Patients and methods: We report the results of genetic analysis of a family where both parents suffered from HCM. The mother was diagnosed having HCM at the age of 12, characterized by typical asymmetric hypertrophy (septal thickness: 21 mm). Although risk stratification didn’t indicate high risk for sudden cardiac death, she died suddenly at the age of 32. The father’s illness became known at age of 37 in the form of non-obstructive HCM with septal hypertrophy of 22 mm. HCM in of one of their sons was known since the age of 2, as non-obstructive HCM with a septal thickness of 22 mm, with diastolic dysfunction. He died of progressive biventricular heart failure when he was 13. Genetic analysis was performed in the family with targeted resequencing of 103 known causative cardiomyopathy genes.
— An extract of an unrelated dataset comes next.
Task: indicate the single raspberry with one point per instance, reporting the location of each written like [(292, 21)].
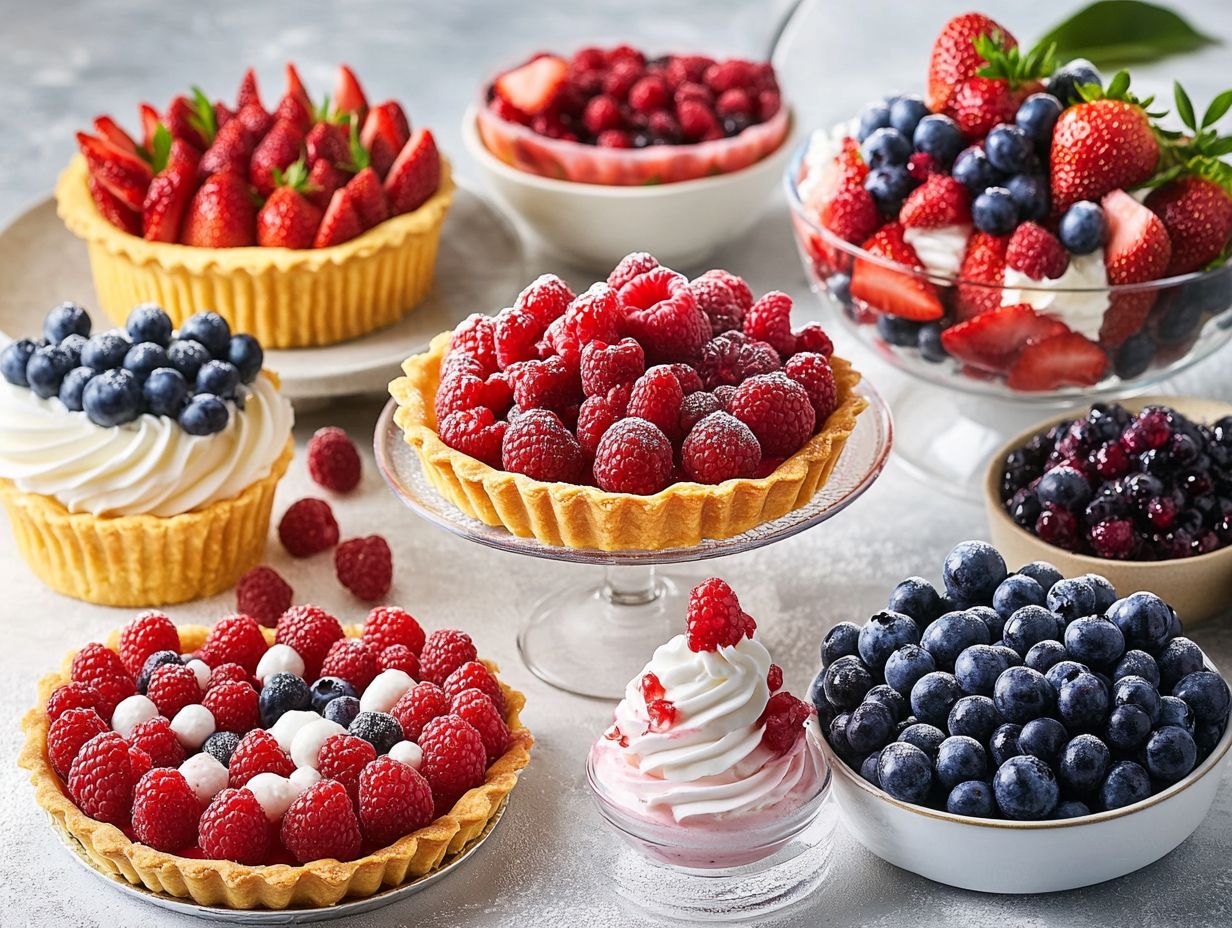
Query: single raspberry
[(308, 528), (333, 460), (311, 631), (539, 445), (365, 566), (235, 640), (715, 618), (235, 708), (234, 827), (144, 635), (320, 823), (258, 752), (101, 779), (263, 594), (343, 757), (165, 811), (68, 735), (605, 366), (389, 625), (394, 799), (631, 265), (779, 412), (657, 397), (352, 661), (173, 687), (455, 759), (154, 736), (418, 706), (633, 456), (814, 375), (720, 447)]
Results: Genetic analysis revealed two causative sarcomeric gene mutations in the family. One of them affected the beta myosin heavy chain gene (MYH7 p.Arg719Gln) while the other affected the myosin binding protein C gene (MYBPC3 p.Ser593ProfsTer11). The mother carried the MYH7 p.Arg719Gln mutation the father carried the MYBPC3 p.Ser593ProfsTer11 mutation, while their son, affected by the most severe form of the disease, carried both of the mutations.
Conclusion: Double mutation affecting the two most important sarcomeric genes is the most likely explanation for the malignant disease in the son, characterized by progressive disease and early death.